Todos hemos conocido chicos y chicas pequeños que acaban siendo personas raras por culpa de una especie de terror a hacerlo mal.
Ese chico, o esa chica, a lo mejor no quiere jugar al fútbol o al baloncesto en el colegio, porque dice -y no es para tanto- que no juega bien. O jamás sale voluntariamente a la pizarra, porque le aterra la posibilidad de no saber contestar perfectamente. O no quiere participar de un juego que no conoce, porque no quiere arriesgarse a ser el perdedor hasta que haya conseguido dominar bien todas sus reglas.
Los perfeccionistas son personas que tienen cosas muy positivas: creen en el trabajo bien hecho, procuran terminar bien las cosas, ponen ilusión en cuidar los detalles.
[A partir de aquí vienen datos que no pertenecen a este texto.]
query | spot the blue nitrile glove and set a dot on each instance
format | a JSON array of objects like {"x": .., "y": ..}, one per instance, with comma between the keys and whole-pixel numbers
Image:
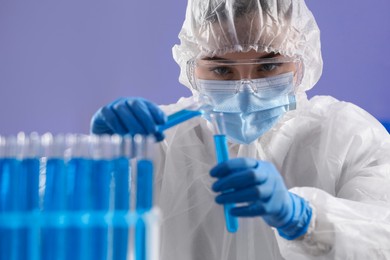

Pero tienen también bastantes negativas: viven tensos, sufren mucho cuando ven que no siempre pueden llegar a la suma perfección que tanto anhelan, su minuciosidad les hace ser lentos, y con frecuencia son demasiado exigentes con quienes no son tan perfeccionistas como ellos.
Una de las cosas más difíciles de aprender es a equivocarse. No me refiero al hecho en sí de fallar, de cometer un error, que eso es muy fácil. Hablo de equivocarse y no venirse abajo, de saber reconocer un error sin sentirse terriblemente humillado. Que no nos suceda como a Guille, el hermanito de Mafalda, aquella vez que su hermana lo encontró llorando desconsoladamente:
-¿Qué te pasa, Guille?
-Me duelen los pies -responde entre pucheros.
Mafalda se fija en los pies del crío y le explica:
-Claro, Guille, te has puesto los zapatos cambiados de pie, al revés.
Guille, tras un instante para comprobar el hecho indiscutible, comienza a berrear más fuerte. Mafalda le interrumpe:
-¿Y ahora?
-¡Ahora me duele mi odgullo!
Los fracasos son algo connatural al hombre, le siguen como la sombra al cuerpo. Todos nos equivocamos, y normalmente más de lo que creemos. Por eso, cuando los perfeccionistas se derrumban al comprobar que no son perfectos, demuestran con ello ser personas que cuentan poco con la realidad.
Debemos aprender a darnos cuenta de que no es una tragedia equivocarse, puesto que la calidad humana no está en no fallar, sino en saber reponerse de esos errores.